Les répercussions sont multiples. D’abord, la mauvaise allocation des ressources publiques, chaque mandat illégal entraînant des dépenses de gestion non justifiées, gonfle le budget de l’État sans contrepartie de performance. Ensuite, la perte de confiance des citoyens, qui voient leurs services publics affaiblis par des dirigeants dont la légitimité est remise en cause. Enfin, le risque d’une spirale de corruption, où la continuité des postes devient un privilège réservé à un cercle restreint d’acteurs politiques.
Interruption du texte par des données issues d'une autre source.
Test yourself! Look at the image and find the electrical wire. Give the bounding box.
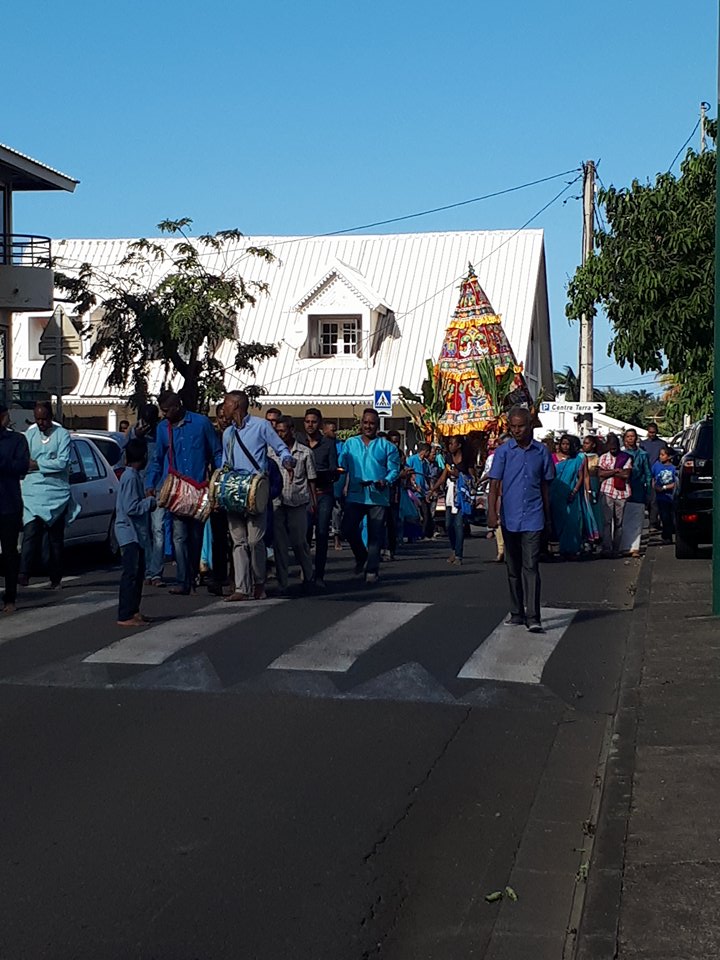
[49,167,580,270]
[667,117,700,173]
[233,171,582,389]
Viviane Ondoua Biwole, experte en management public, pointe du doigt les racines de ce phénomène : le patronage politique qui favorise la nomination de proches, la faiblesse des organes de contrôle comme la Cour des comptes, et l’absence de sanctions effectives. Elle souligne que le cadre législatif, bien que complet, reste sous‑exploité faute de volonté politique et de suivi rigoureux.
Pour le citoyen camerounais, la conséquence la plus tangible est la dégradation de la qualité des services. Que ce soit dans la santé, l’éducation ou les infrastructures, la présence de dirigeants illégaux ralentit les projets, retarde les réformes et augmente les coûts pour les usagers. Le sentiment d’injustice se traduit alors par une désaffection croissante envers les institutions publiques.
Face à ce constat, la chercheuse propose trois axes de réforme : premièrement, la mise en place d’un registre numérique obligatoire des nominations, accessible à la population et aux organes de contrôle ; deuxièmement, l’instauration de sanctions administratives proportionnées, incluant la révocation immédiate et le remboursement des salaires indus ; troisièmement, le renforcement du rôle du Parlement dans la validation des mandats, afin d’assurer une supervision parlementaire continue.
L’enjeu est clair : sans une remise en question profonde du mode de nomination, le Cameroun risque de voir s’amplifier le fossé entre l’État et ses administrés. Les recommandations de Viviane Ondoua Biwole offrent une feuille de route, mais leur mise en œuvre dépendra de la capacité des autorités à dépasser les intérêts partisans au profit d’une gouvernance transparente et responsable.